Abstract Background and Objective:  Carbamazepine (CBZ) is metabolized mainly by the CYP3A family of enzymes, which includes CYP3A4 and CYP3A5. Several studies have suggested that the CYP3A5*3 genotype influences the pharmacokinetics of CYP3A substrates. The present study aimed to assess the effect of the CYP3A5*3 genotype on serum concentration of CBZ at the steady‐state in Korean epileptic patients. Method:  The serum concentrations of CBZ in 35 Korean epileptic patients were measured and their CYP3A5 genotype was determined. Fourteen patients were CYP3A5 expressors (two for CYP3A5*1/*1 and 12 for CYP3A5*1/*3 ) and 21 patients were CYP3A5 non‐expressors ( CYP3A5*3/*3 ). Dose‐normalized concentrations (mean ± SD) of CBZ were 9·9 ± 3·4 ng/mL/mg for CYP3A5 expressors and 13·1 ± 4·5 ng/mL/mg for CYP3A5 non‐expressors ( P  = 0·032).
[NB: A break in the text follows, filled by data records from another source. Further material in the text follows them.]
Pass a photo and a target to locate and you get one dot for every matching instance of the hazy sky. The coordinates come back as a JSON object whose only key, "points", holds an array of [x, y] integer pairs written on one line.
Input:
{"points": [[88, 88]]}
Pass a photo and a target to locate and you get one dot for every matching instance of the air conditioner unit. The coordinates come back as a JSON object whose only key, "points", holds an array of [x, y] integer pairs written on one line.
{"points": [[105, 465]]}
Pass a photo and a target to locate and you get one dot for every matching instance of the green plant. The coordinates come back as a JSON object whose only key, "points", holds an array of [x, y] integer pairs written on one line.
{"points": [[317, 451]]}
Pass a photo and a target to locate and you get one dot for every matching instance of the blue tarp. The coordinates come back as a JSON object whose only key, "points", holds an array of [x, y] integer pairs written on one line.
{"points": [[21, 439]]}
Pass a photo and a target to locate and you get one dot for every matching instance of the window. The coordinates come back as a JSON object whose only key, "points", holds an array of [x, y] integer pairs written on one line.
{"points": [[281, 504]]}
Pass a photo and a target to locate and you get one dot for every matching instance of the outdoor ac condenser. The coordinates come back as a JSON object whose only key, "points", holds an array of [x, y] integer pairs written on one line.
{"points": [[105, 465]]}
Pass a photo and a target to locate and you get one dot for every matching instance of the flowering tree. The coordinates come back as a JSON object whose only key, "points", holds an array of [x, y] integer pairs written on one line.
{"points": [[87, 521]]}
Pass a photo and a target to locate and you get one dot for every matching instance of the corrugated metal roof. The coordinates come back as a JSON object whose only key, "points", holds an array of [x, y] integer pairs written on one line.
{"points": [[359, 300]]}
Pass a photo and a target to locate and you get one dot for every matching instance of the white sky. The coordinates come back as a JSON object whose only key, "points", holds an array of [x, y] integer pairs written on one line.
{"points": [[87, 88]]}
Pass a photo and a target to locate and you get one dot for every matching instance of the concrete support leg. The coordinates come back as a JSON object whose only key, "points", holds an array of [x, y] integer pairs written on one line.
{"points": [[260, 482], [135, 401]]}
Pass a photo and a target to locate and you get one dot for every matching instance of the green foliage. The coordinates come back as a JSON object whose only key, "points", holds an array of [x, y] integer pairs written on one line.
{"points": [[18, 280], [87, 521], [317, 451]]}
The oral clearance of CBZ was significantly higher in CYP3A5 non‐expressors than that of CYP3A5 expressors (0·056 ±0·017 L/h/kg vs. 0·040 ± 0·014 L/h/kg, P  = 0·004). The CYP3A5 genotype affected the CBZ concentrations in Korean epileptic patients and is a factor that may contribute to inter‐individual variability in CBZ disposition in epileptic patients.